Canadian scientists ‘questioned by agents over China links’

Trudeau administration hardens line on research ties to China, as academics report unsolicited approaches from intelligence agency

五月 9, 2023
Source: Getty

Scientists in Canada have reported being approached by intelligence agents enquiring about their foreign partnerships in what appeared to be part of a broader crackdown on research ties with China, the country’s leading faculty association has claimed.

The Canadian Association of University Teachers (CAUT) called on its members to resist apparent attempts by the Canadian Security Intelligence Service (CSIS) to violate a 60-year-old agreement to generally keep out of campus affairs.

“Some people are being terrified” by the requests for information, said David Robinson, CAUT’s executive director.

Other markers of the Trudeau government’s hardening line on academic ties to China include a new federal order requiring researchers applying for grant support from the nation’s three major science funding agencies to describe any potential national security risks arising from their planned work.

The government has also banned research partnerships with any foreign institution that has ties to its nation’s military or security services – a characteristic of all Chinese universities – and it is working on legislation that would require the formal registration of people working on behalf of a foreign government.

During the Trump era, Canada had tried to avoid following the same path as the US in severing links with China, but it lost ground in that effort after its 2018 arrest and detention of Meng Wanzhou, chief financial officer of the Chinese technology giant Huawei, at the request of the US. Last week, the Trudeau government acknowledged allegations that China had been threatening retaliatory action against the family members in Hong Kong of Michael Chong, a member of the Canadian parliament from the opposition Conservative Party who has been critical of China’s human rights record.

After hearing about contact between CSIS agents and scientists and administrators, CAUT decided to issue advice to its members, Mr Robinson said.

“We sent out information to our members saying, if you’re contacted by CSIS, the first thing to do is talk to us – we have a lawyer that handles this case – because there’s never an innocent conversation with a CSIS agent,” Mr Robinson said.

At least one institution, the University of Waterloo, has also issued the same basic warning to its researchers. “You do not have a legal obligation to talk to a CSIS officer,” Waterloo told its faculty in an advisory.

Canadian higher education more generally, however, was showing more willingness to engage with the government.
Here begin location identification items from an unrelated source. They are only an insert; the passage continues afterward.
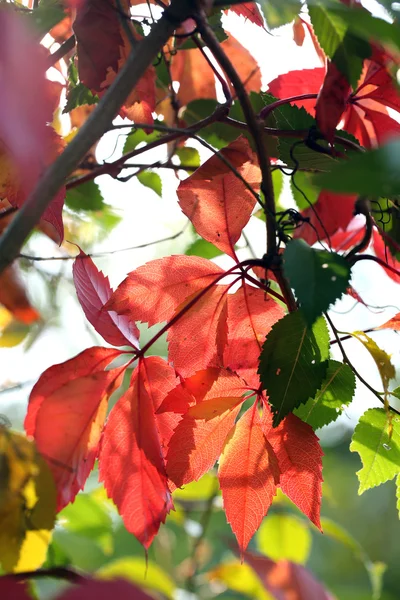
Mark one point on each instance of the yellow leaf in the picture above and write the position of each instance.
(27, 503)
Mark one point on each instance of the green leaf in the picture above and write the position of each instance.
(153, 577)
(77, 94)
(86, 197)
(279, 13)
(189, 157)
(336, 392)
(151, 180)
(374, 173)
(345, 49)
(318, 277)
(303, 181)
(293, 362)
(379, 453)
(204, 249)
(284, 537)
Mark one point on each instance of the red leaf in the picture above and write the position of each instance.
(248, 475)
(195, 76)
(216, 201)
(98, 34)
(103, 590)
(199, 438)
(131, 457)
(330, 213)
(245, 65)
(76, 411)
(295, 83)
(198, 338)
(93, 290)
(300, 462)
(286, 580)
(251, 314)
(153, 292)
(249, 11)
(332, 101)
(25, 109)
(88, 362)
(393, 323)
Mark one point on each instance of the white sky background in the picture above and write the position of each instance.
(146, 217)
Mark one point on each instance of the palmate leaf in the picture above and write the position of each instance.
(336, 391)
(318, 277)
(379, 452)
(293, 362)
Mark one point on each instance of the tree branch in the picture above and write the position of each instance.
(97, 124)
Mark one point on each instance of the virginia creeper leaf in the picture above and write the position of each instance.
(251, 314)
(93, 290)
(336, 392)
(216, 201)
(300, 463)
(199, 438)
(76, 411)
(131, 463)
(198, 338)
(285, 537)
(318, 277)
(88, 362)
(248, 475)
(152, 292)
(372, 173)
(379, 453)
(293, 362)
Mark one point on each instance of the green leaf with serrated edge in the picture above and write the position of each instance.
(302, 182)
(86, 197)
(345, 49)
(336, 392)
(374, 173)
(284, 537)
(189, 157)
(379, 453)
(318, 277)
(279, 13)
(293, 362)
(204, 249)
(151, 180)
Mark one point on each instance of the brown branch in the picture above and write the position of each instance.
(97, 124)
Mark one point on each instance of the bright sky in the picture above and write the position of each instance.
(146, 217)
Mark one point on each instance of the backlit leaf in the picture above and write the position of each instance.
(300, 463)
(293, 362)
(152, 292)
(131, 463)
(379, 453)
(336, 392)
(284, 537)
(251, 314)
(248, 475)
(318, 277)
(93, 290)
(216, 201)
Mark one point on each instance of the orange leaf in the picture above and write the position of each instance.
(199, 438)
(245, 65)
(248, 475)
(216, 201)
(153, 292)
(197, 339)
(195, 76)
(131, 461)
(251, 314)
(68, 425)
(300, 462)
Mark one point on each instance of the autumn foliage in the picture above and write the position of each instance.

The U15 grouping of Canada’s top research universities said it was working with federal officials to create guidelines for scientists that incorporated the perspective of national security officials.

The idea, said Chad Gaffield, a professor of history emeritus at the University of Ottawa who serves as the U15’s chief executive officer, “is to routinise the handling of research security on campuses just as we do with the other aspects of the responsible conduct of research”.

But for now, Mr Robinson said, the uncertainty about the government’s intent was a major part of the problem with a federal approach that relied on academic scientists to judge security risks.

He added that CSIS agents directly contacting scientists seemed to clearly violate the Pearson-Laskin Accord, reached in 1963 between CAUT and the government, led by Lester Pearson at the time, which was forged after several Jewish academics were accused of links with Moscow.

“CSIS should not be active on campus, should not be engaged in any general surveillance,” Mr Robinson said. Its agents should get active on campuses only “when there’s clear and definitive risks that have been assessed and approved by higher-ups”, he said.